The black web opened its gates.
He sifted through encrypted requests: wiped identities, stolen satellite access, corrupted surveillance. He selected three mid-level jobs. Hacked a small company's internal finance reports for an anonymous investor. Corrupted the metadata trail for a politician's dirty videos. Finally, slipped into an underground medical firm's lab files to extract experimental drug data.
All in a day's warmup.
The credits rolled in. Cryptocurrency accounts across shadow chains. He cross-transferred the coins, fed them into laundered exchanges, converted what he needed into liquid assets stored in anonymous bank accounts.
He had money. And now, a body that could kill again.
He made his way to a known black market dealer. A tailor's shop that smelled of leather and tobacco.
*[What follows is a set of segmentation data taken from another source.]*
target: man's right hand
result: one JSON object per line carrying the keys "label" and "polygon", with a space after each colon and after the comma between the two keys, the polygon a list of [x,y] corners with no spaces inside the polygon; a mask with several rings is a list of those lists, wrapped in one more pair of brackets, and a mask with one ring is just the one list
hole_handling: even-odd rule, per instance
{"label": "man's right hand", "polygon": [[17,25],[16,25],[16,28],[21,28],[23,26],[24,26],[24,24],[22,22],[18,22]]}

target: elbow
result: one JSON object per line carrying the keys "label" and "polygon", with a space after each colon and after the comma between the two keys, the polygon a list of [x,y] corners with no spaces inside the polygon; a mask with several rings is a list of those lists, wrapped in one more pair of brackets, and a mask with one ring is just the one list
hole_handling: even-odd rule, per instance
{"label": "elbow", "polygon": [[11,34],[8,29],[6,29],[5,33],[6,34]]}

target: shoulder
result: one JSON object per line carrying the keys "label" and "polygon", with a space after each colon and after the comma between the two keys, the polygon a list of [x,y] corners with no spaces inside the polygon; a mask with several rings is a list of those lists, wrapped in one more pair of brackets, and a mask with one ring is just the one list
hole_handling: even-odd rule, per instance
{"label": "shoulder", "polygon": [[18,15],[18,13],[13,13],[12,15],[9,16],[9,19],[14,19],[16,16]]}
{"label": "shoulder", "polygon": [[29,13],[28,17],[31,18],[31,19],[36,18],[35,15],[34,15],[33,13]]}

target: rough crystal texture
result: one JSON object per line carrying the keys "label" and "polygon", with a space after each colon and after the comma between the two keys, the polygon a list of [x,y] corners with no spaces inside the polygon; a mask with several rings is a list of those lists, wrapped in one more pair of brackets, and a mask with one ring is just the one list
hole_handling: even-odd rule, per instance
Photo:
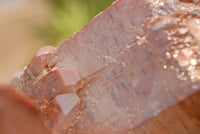
{"label": "rough crystal texture", "polygon": [[10,87],[0,86],[0,134],[51,134],[33,103]]}
{"label": "rough crystal texture", "polygon": [[[16,87],[36,101],[57,131],[128,133],[199,91],[199,31],[196,1],[118,0],[46,54],[43,68],[34,58]],[[77,82],[70,88],[65,78]],[[70,102],[64,112],[65,101],[56,95],[71,91],[80,102]]]}

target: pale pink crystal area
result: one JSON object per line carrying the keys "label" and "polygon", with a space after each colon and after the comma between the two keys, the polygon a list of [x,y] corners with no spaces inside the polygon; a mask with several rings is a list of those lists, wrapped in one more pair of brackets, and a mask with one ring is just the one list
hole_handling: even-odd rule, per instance
{"label": "pale pink crystal area", "polygon": [[8,86],[0,85],[0,134],[52,134],[36,106]]}
{"label": "pale pink crystal area", "polygon": [[199,91],[199,29],[195,2],[118,0],[34,57],[15,87],[55,131],[128,133]]}

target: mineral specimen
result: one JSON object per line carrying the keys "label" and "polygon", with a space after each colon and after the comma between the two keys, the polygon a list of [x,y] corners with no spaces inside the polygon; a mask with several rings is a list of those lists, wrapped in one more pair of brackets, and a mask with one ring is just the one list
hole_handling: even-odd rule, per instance
{"label": "mineral specimen", "polygon": [[118,0],[13,83],[55,131],[134,133],[199,91],[199,31],[196,1]]}
{"label": "mineral specimen", "polygon": [[33,103],[10,87],[0,86],[0,134],[51,134]]}

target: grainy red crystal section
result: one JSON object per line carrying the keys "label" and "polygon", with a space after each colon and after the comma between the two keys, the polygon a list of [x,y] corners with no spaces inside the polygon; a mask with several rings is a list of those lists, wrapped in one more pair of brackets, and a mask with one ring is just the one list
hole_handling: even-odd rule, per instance
{"label": "grainy red crystal section", "polygon": [[131,133],[200,89],[195,3],[118,0],[13,83],[58,132]]}

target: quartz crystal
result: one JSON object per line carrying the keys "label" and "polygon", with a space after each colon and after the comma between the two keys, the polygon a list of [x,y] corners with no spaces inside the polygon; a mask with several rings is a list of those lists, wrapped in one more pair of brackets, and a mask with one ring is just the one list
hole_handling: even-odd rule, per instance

The backdoor opened without a word when he flashed the symbol he had tattooed in infrared ink behind his left ear.
Downstairs: a shooting range carved under the city. Echoes of silent gunshots, the scent of gunpowder and oil.
Nox took his time.
He dismantled and reassembled five weapons blindfolded. Then, he fired — in silence, in motion, left hand only, right hand only, both hands. Long-range, short burst, hip fire, sniper prone shots. The paper targets shredded with symmetrical precision. Not a single bullet off-center.
Hours passed.
He returned home when the world grew quiet again. Not immediately to the dorm. First, surveillance.
He studied his roommates again through the lens of his silent corner.
Leo — the mafia prince. Sharp as a blade, eyes always scanning, movements guarded. He had stopped trusting long before this campus.
Ash — the sunshine contrast. Loud, warm, always trying. He asked questions. Simple things. "You guys got any ideas for this art assignment?"
Leo ignored him.
Nox, when pressed, simply answered with: "No."
Then silence returned. That was their rhythm.
Back in the dorm room — a standard three-person layout — Nox's bed sat under the window. The desks stood lined along the walls, each personalized in their way. Leo's was immaculate, paper-thin, a tablet and pen the only sign of life. Ash's overflowed with color pens, snacks, printed notes, half-drawn sketches.
Nox's was black. Black laptop, black keyboard. The desk drawers were hollowed inside, holding knives and forged passports. His closet shelves looked empty, but each layer flipped open to another world of arsenal.
A single heater stood on their shared table, and while Leo rarely used it and Ash made ramen, Nox only heated water for his coffee.
Always alone. Always the rooftop.
There, Nox smoked his single black cigarette. One every two days. No more. He drank his bitter brew, watched the stars fade again.
And trained. More.
The body was perfect now. But the soul—it was the soul that needed armor next.